# Entry-Level EMT-B - Bay Area CA



## Chronic510 (Jun 19, 2013)

Hello there.
Figured I'd give this a shot. Does anyone have a list of companies that they know of that are actually hiring entry-level EMT-B.

I'm based here in the Sf Bay Area. Northern California.


----------



## CodeBru1984 (Jun 19, 2013)

The following are *some* of the ambulance companies that service the Bay Area. I hope this helps you in your search for employment.

American Medical Response
Bayshore Ambulance
King-American Ambulance
NorCal Ambulance
Paramedics Plus
ProTransport-1
Royal Ambulance
Rural/Metro
Silicon Valley Ambulance
Westmed Ambulance


----------



## troymclure (Jun 19, 2013)

Chronic510 said:


> Hello there.
> Figured I'd give this a shot. Does anyone have a list of companies that they know of that are actually hiring entry-level EMT-B.
> 
> I'm based here in the Sf Bay Area. Northern California.

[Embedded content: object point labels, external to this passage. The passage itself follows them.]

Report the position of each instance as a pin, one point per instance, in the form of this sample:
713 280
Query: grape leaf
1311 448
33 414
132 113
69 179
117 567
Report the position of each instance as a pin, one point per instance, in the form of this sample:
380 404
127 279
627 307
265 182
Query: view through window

If you are willing to relocate, acadian is hiring in a few areas of southern louisiana.


----------



## Chronic510 (Jun 19, 2013)

troymclure said:


> If you are willing to relocate, acadian is hiring in a few areas of southern louisiana.



I've actually considered relocating quite a bit. I just dont really have the money to just up and leave from where I currently am now and not have a for sure job.


----------



## CodeBru1984 (Jun 19, 2013)

Chronic510 said:


> I've actually considered relocating quite a bit. I just dont really have the money to just up and leave from where I currently am now and not have a for sure job.

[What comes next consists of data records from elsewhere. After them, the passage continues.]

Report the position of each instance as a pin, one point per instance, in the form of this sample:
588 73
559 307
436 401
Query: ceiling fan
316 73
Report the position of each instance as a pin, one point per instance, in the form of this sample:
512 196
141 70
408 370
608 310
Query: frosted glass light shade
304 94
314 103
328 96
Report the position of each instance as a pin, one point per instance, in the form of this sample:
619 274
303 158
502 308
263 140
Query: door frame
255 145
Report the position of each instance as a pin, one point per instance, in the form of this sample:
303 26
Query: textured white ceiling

There following ambulance companies in the Central Valley are now hiring or will be hiring soon: ProTransport-1 in Modesto, Riggs Ambulance in Merced, and American Ambulance in Fresno.

Rural/Metro is hiring for EMT's in their LA County and San Diego County operations respectively for Bowers Ambulance and Pacific Ambulance if you're willing to relocate in the state (after you've been offered the job obviously). American Medical Response also has EMT openings in several of their operations throughout the state.


----------



## patzyboi (Jun 21, 2013)

Verihealth based in petaluma but has operations in San Carlos hires once every other month; entry level. 

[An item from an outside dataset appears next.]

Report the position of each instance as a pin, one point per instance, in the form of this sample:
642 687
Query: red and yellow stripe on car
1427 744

You can put in an online application with Bayshore now I believe. 
King-American hires only 25 year old and up (from what I read on the application) 
Paramedics Plus and patients plus requires at least one year of IFT from what I've heard, and their online application is cringeworthy. 
Westmed and Silicon Valley Ambulance requires you to turn in your app in person.


----------



## Aprz (Jun 21, 2013)

Aprz said:


> ProTransport-1 (San Francisco, Oakland, Hayward, Richmond, Palo Alto, Pleasant Hill)
> Royal Ambulance (San Leandro, San Jose)
> Rural/Metro (San Jose (911), Pacheco (IFT), Hayward (IFT), Milpitas (IFT))
> Bayshore Ambulance *!!!WARNING!!! Annoying website* (Foster City, San Francisco, San Jose)
> ...


*Apply everywhere you can dude. Don't only apply to places that are rumored to hiring or not having some sort of strict limitation.*

That's strictly like 50 mile radius from where I live. I know of people who have gotten hired at Falcon Ambulance, VeriHealth, Riggs Ambulance Service (RAS), Medic Ambulance, etc. I'll probably make a bigger list with more ambulance companies in California since it's a commonly asked question.

CA EMSA has a list too.


----------



## ThundahMed (Jun 25, 2013)

*SF Area*

Dude.. i'm in the exact same boat in the exact same area. I'm in SF and have been applying for an entry level EMT job for months now.. still no response from any ambulance companies. This is getting discouraging.


----------



## MarkusEMS (Jun 26, 2013)

FVM said:


> Dude.. i'm in the exact same boat in the exact same area. I'm in SF and have been applying for an entry level EMT job for months now.. still no response from any ambulance companies. This is getting discouraging.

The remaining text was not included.